2020年度の補助金や助成金は、新型コロナウイルスの影響で例年以上に種類が増え、特にテレワークを中心としたものが多くなっています。
補助金・助成金の種類は非常に多く、国や自治体のものを含めると数千もの数があると言われています。
今年はコロナショックの影響で特別対応などの期間限定も増えて、更に数が多く複雑化しています。
そのたくさんある中で、「どれを使えばよいのか迷っている」という問い合わせが増えています。
そこで今回は、特にIT系に利用しやすい補助金・助成金について以下にまとめてみました。
- 小規模事業者持続化補助金<一般型>
- 小規模事業者持続化補助金<コロナ特別対応型>
- IT導入補助金
- ものづくり補助金
- 事業継続緊急対策(テレワーク)助成金(東京都)
- 働き方改革推進支援助成金(テレワークコース)
- 働き方改革推進支援助成金(労働時間短縮・年休促進支援コース)
- 業務改善助成金:中小企業・小規模事業者の生産性向上のための取組を支援
せっかく利用できるのに知らないばかりに、逃してしまわないようにご参考になれば幸いです。
※今年は、規制緩和や期間延長などで、随時変わっているので現時点(2020/5/17現在)のものとさせていただきます。
目次
そもそも補助金と助成金の違いって何?
まず最初に聞かれるのは、
「そもそも補助金と助成金の違いって何?」
混同されている方も多くみられます。たしかに似ていて、どちらも事業の支援の為に利用でき返済する必要ないところも共通しています。
以下、両者の違いを簡単にご説明します。
厚生労働省が管轄の助成金
助成金とは受給要件を満たしていれば、申請を行えば不備がない限り、ほぼ100%受け取ることができます。
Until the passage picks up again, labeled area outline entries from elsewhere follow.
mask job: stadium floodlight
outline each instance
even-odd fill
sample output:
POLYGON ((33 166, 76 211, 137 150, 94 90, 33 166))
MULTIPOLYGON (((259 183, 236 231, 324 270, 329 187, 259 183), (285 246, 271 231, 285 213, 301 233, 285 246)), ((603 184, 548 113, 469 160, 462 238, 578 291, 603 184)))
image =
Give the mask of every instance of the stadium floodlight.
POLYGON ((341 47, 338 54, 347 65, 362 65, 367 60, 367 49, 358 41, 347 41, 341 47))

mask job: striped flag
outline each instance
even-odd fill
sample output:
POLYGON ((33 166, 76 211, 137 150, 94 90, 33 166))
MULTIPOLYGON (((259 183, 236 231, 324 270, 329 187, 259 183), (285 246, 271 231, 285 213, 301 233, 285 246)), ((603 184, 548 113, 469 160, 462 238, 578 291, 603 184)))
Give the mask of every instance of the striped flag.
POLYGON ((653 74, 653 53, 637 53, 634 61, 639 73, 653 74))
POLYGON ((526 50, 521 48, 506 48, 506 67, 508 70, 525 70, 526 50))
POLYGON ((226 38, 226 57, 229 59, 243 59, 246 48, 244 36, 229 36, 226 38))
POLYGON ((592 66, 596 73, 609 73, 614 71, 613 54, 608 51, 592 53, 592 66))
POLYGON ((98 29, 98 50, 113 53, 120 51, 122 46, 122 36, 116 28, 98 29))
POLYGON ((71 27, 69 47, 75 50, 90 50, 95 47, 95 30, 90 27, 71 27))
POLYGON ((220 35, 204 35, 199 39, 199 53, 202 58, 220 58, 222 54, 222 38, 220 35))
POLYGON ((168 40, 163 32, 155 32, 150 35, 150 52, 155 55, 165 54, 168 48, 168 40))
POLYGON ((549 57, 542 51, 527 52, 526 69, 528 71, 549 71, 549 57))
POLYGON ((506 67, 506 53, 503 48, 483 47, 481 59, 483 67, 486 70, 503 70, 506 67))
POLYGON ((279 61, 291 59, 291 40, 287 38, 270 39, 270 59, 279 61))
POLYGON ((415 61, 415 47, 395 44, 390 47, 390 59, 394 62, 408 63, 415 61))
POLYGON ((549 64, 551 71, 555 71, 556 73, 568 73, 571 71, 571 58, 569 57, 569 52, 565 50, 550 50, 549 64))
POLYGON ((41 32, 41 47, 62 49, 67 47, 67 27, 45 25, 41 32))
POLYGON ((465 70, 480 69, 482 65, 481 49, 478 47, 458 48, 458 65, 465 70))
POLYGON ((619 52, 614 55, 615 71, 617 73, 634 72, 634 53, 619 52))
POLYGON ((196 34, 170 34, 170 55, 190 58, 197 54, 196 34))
厚生労働省が管轄で、企業が支払っている雇用保険の一部が財源になっています。
よって、従業員がいて雇用保険加入していることが最低条件となります。
経済産業省管轄の補助金
一方、補助金は申請内容を審査され、採択(合格)されれば支給されます。
採択率(合格率)はその補助金によって異なりますが、今回の新型コロナ対策の補助金に関しては、採択率が高いと言われています。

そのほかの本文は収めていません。